Washington, D.C.’s bookstores give plenty of prominence to the annual spawn of the political hack class: the typical mélange of ghostwritten autobiographies from self-serving electoral wannabes and the soft-headed journalist pastries who whore for their leavings. D.C., like other oft-abbreviated urban destinations, is an industry town, and these tomes regularly and successfully find their way out of the stores nestled in the arms of consumers. But long after these books moulder as the coffee table jockey of choice among those who imagine themselves connected, the city’s readers keep on cracking the spines and dog-earing the pages of books that speak of characters that you’ll never see on any subcommittee. Men like Derek Strange, Nick Stefanos, Terry Quinn and Marcus Clay.
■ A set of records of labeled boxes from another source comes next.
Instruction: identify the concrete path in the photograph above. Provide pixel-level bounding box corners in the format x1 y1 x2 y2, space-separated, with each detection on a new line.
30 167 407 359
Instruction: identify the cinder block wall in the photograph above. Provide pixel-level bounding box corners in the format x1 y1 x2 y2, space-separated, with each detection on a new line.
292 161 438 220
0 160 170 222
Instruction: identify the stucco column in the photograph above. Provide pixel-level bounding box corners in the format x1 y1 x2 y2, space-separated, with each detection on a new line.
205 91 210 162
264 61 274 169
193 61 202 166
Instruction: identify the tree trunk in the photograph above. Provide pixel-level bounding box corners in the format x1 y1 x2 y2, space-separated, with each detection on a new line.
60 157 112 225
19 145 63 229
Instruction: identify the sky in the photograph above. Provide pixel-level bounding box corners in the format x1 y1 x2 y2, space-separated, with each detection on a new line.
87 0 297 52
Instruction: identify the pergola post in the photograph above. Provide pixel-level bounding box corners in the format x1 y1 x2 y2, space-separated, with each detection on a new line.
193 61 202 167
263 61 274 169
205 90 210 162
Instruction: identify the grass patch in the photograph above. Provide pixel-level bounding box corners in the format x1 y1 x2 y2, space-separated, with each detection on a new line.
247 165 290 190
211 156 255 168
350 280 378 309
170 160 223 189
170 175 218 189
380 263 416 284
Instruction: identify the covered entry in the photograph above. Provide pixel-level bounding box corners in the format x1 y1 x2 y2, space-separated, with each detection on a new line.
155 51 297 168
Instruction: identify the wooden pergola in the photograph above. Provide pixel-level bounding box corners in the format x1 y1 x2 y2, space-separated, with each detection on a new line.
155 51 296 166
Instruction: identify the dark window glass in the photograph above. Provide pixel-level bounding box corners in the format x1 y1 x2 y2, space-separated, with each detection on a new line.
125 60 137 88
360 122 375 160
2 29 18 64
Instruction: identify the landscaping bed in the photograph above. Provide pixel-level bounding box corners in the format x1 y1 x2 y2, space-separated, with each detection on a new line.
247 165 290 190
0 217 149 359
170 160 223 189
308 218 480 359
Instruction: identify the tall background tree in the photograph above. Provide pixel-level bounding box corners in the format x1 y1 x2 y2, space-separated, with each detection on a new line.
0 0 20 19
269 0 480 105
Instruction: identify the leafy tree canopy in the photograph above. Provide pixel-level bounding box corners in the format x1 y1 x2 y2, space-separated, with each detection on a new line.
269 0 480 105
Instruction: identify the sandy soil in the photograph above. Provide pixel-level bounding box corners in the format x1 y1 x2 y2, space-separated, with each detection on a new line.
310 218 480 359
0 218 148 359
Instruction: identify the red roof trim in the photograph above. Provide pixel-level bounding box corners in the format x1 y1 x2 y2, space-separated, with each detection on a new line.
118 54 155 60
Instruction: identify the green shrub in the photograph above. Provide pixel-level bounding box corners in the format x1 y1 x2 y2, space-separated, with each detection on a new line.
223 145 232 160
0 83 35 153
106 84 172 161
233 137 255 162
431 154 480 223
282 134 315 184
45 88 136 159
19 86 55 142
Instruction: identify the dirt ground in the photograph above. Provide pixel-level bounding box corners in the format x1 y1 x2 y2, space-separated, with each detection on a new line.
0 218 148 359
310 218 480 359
Those men are some of the re-occurring characters found in the work of George Pelecanos, an author who’s every bit as synonymous with Washington as anyone who ever rode electoral favor into one of those whited sepulchers of government. Pelecanos has spent his career writing about private detectives, beat cops, and the urban underworld of the D.C. area, and is rightfully considered the equal of the titans of the genre. But what places him closer to the heart of Washington’s readers is the way he’s used his novels as a lovingly researched and carefully crafted catalogue of D.C.’s history. With an intimate knowledge of the city’s nooks and crannies, Pelecanos is a street-level chronicler of changing neighborhoods and shifting trends.